Лицо Вилены мрачнеет, видно, что ей нелегко углубляться в эти воспоминания.
– Так что поверь, у Далхана были причины для презрения, даже ненависти ко мне. Сейчас он, можно сказать, милашка со мной.
– Мне кажется к нему неприменимо слово «милашка».
– О да, услышь он о себе такое, на месте бы убил, – снова улыбается Вилена.
– Я сильно его разозлила, – вздыхаю.
– Боишься его мести?
– Нет…
С удивлением прислушиваюсь к себе. Страха действительно нет.
– Я купила билеты, уезжаю в Италию через три дня.
– Ты сказала ему об этом?
– Да… сказала.
– Три дня, – вздыхает Вилена.
– На более раннее число билеты были только в Будапешт, но мне туда совсем не хочется, – улыбаюсь, с трудом сдерживая слезы.
– Значит, у него есть три дня, чтобы тебя разубедить.
– Меня ничто не разубедит, -перебиваю торопливо. – Понимаю, что выгляжу ужасно упрямой. Мне тоже больно уезжать. Я привязалась к тебе, к Нурпат…
– А ещё ты очень сильно полюбила её отца, – с улыбкой говорит Вилена.
– Не говори так, прошу. Он может услышать… Надеюсь, ты не откровенничаешь о подобных предположениях со своим мужем?
– Нет, дорогая, не волнуйся. Но думаю, Далхан догадывается о твоих чувствах. А ещё я уверена, что у него они тоже есть.
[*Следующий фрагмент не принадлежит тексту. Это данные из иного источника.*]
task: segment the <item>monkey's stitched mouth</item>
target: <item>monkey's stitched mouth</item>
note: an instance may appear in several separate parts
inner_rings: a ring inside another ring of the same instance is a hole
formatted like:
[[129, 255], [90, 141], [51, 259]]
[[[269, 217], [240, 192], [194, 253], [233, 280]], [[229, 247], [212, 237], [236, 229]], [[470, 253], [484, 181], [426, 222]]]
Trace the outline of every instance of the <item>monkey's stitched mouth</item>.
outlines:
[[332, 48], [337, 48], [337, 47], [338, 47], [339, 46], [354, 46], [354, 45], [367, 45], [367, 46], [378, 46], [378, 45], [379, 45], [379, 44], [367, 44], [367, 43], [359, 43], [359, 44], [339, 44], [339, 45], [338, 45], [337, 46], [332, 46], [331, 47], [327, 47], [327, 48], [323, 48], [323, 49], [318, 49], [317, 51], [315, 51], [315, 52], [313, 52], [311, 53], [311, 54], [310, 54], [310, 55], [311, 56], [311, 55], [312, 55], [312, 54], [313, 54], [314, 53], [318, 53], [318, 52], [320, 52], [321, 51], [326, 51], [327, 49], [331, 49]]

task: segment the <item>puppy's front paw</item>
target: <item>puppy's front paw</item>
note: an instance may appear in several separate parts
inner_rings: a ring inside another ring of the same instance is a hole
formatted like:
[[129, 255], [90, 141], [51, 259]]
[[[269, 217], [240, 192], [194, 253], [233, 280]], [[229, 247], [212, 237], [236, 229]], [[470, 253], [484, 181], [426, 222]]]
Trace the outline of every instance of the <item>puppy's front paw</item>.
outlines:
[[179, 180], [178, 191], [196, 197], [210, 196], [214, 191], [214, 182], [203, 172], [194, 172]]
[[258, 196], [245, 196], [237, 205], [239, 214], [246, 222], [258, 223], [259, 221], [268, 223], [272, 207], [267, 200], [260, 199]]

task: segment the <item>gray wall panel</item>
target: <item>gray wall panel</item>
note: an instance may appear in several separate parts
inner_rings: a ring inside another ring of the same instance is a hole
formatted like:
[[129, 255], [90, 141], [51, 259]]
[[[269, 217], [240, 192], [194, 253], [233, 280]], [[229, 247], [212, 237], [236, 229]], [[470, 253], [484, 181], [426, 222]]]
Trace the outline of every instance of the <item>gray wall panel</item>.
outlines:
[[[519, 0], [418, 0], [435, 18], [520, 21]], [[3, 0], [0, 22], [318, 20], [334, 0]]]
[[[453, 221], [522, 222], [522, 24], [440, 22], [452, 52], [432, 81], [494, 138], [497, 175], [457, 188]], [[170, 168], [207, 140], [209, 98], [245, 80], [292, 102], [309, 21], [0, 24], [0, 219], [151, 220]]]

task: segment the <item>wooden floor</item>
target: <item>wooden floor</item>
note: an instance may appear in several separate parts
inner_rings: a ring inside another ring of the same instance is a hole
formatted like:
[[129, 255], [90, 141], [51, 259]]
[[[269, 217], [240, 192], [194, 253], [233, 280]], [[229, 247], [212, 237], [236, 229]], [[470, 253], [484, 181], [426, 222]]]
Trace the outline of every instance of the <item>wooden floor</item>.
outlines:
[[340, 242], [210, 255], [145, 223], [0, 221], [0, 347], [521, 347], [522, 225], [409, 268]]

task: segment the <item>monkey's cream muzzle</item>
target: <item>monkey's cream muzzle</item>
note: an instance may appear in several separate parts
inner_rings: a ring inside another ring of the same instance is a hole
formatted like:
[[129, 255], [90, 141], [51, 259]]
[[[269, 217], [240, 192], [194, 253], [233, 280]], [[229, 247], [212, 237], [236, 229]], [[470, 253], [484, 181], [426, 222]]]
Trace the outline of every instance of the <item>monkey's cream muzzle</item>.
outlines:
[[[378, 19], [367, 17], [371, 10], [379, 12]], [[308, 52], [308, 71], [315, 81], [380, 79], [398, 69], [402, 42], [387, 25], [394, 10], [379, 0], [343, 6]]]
– Сложно поверить, что такой как он может вообще любить... Это же утопия.
– Знаешь, я раньше тоже так думала. Но явно между вами что-то очень сильное. Иначе он бы не пришел в твою комнату рано утром. Он ведь не спал несколько суток. Как только вошёл к нам в зал, его сразу окружили родственники. Все ведь очень переживали за него, не знали что с ним, жив ли. Все хотели с ним поговорить. Я знаю, что ему удалось освободиться только утром. Он вообще не спал. Знаю, потому что в это же время пришел ко мне и Тагир. Они только расстались. Тагир был просто никакой, уснул моментально, вымотанный. А Далхан пошёл к тебе Рита. Принес завтрак…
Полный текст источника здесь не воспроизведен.